My take is that if you gave an optimization process access to some handwritten acceptability criteria and searched for the nearest acceptable points to random starting points, you would get adversarial examples that violate unstated criteria. In order for the handwritten acceptability criteria to be useful, they can't be how the AI generates its ideas in the first place.

So: what is the base level that we would find if we peeled away the value learning scheme that you lay out? Is it a very general, human-agnostic AI with some human-value constraints on top? Or will we peel away a layer that gets information from humans just to reveal another layer that gets information from humans (e.g. learning a "human distribution")?

I think your argument does show that 'safely aligning' an AI requires significant engagement with human values. But I'm not convinced that it requires 'learning human values' well enough to successfully optimize the world.

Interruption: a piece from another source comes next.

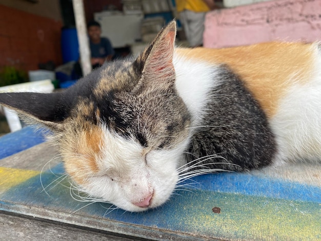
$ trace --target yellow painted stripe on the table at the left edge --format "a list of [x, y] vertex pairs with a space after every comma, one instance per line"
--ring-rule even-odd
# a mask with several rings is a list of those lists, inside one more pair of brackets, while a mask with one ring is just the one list
[[34, 170], [0, 167], [0, 193], [39, 174], [39, 171]]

In particular, I think it might be easier to recognize when effects are morally neutral than to recognize when they're improvements. Or at least I don't think the argument here convincingly shows that it isn't.

My thought is that when deciding to take a morally neutral act with tradeoffs, the AI needs to be able to balance the positive and negative to get a reasonable acceptable tradeoff, and hence needs to know both positive and negative human values to achieve that.

How can you get a superintelligent AI aligned with human values? There are two pathways that I often hear discussed. The first sees a general alignment problem - how to get a powerful AI to safely do anything - which, once we've solved, we can point towards human values. The second perspective is that we can only get alignment by targeting human values - these values must be aimed at, from the start of the process.

Some people argued that best way to the AI alignment is the use human uploads as AI.  This seems to be radical example of the second approach you described here. 

Under my current understanding of the "general alignment" angle, a core argument goes like:

  • We need some way for agents to create aligned successor agents, so our AI doesn't succumb to value drift. This is a thing we need regardless, assuming that AIs will design successively-more-powerful descendants.
  • If the successor-design process is sufficiently-general-purpose, a human could use that same process to design the "seed" AI in the first place.

I don't necessarily think this is the best framing, and I don't necessarily agree with it (e.g. whether the agent has direct read-access to its own values is an important distinction, and separately there's an argument that an AGI will be better-equipped to figure out its own succession problem than we will). I also don't know whether this is an accurate representation of anybody's view.

The successor problem is important, but it assumes we have the values already.

I'm imagining algorithms designing successors with imperfect values (that they know to be imperfect). It's a somewhat different problem (though solving the classical successor problem is also important).